Athletes Have More Choice
Even allowing for the fact that some people do have a rare fructose intolerance, athletes and heavy exercisers can reasonably take in more fructose in the form of sugary drinks and sugars in general. Many athletes in heavy training and competing in endurance sports have few working alternatives to meet energy requirements. As long as the diet has a good balance of healthy starches and sugars, this is not a problem.
For bodybuilders, body shapers, weight loss dieters, and others with much less energy output in physical activity, added sugars and sugary foods and drinks should be the first to go, with the exception of fruit. The fructose in fruit is bound up in fiber to some extent and is released more slowly, which provides the liver with time to process it more evenly compared to soft drinks or juice for example. In addition, the antioxidants and phytonutrients in fruit are important nutritional constituents.
Frugivores and Fruitarians
Here’s something to consider. What happens to frugivores (fruitarians), who eat only fruit or predominantly fruit?

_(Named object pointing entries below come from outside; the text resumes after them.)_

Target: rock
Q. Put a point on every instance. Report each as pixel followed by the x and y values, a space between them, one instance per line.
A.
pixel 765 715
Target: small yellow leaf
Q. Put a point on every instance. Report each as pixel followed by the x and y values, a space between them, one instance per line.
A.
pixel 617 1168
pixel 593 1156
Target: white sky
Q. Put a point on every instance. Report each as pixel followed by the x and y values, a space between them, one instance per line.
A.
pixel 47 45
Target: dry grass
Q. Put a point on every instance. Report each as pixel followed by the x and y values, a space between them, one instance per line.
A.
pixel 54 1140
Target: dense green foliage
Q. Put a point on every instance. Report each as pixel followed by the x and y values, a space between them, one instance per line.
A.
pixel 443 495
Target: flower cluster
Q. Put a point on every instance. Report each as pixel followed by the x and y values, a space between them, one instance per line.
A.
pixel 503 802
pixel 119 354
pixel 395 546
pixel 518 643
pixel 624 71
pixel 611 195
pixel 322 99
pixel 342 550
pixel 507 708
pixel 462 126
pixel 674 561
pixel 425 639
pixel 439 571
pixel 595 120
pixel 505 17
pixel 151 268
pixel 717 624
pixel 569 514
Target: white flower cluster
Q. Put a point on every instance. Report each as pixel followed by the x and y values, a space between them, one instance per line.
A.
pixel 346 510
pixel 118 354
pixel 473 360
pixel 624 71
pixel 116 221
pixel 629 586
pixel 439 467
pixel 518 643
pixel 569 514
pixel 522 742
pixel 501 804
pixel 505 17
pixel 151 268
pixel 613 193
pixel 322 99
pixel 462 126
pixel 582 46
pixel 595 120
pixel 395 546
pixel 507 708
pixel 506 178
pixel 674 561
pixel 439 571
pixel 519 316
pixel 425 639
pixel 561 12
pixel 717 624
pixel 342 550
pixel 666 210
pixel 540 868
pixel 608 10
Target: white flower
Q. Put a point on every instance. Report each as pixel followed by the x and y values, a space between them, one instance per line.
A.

A few people do eat like this and so do many animals, including some monkeys and primates. Do they get fat or ill? Do they get metabolic syndrome? Their diet is going to be up to 50% fructose by energy intake in peak season. It’s going to be almost impossible to get fat on a fruit diet —- a diet very high in fructose.
It’s Another Beat-up
Like many things in the health and fitness roundabout, something with a grain of truth to it has been extrapolated well beyond what is reasonable, to imply impending doom or to sell something. Fructose in fruit has been an important part of the nutritional evolutionary history of Homo sapiens. If you balance fructose intake and attain and maintain normal weight and fitness, fructose will not be a problem, especially fruit consumption.
Sources:
Evidence-based review on the effect of normal dietary consumption of fructose on blood lipids and body weight of overweight and obese individuals. Dolan LC, Potter SM, Burdock GA. Crit Rev Food Sci Nutr. 2010 Nov;50(10):889-918.
Consuming fructose-sweetened, not glucose-sweetened, beverages increases visceral adiposity and lipids and decreases insulin sensitivity in overweight/obese humans. Stanhope KL, Schwarz JM, Keim NL, et al. J Clin Invest. 2009 May;119(5):1322-34.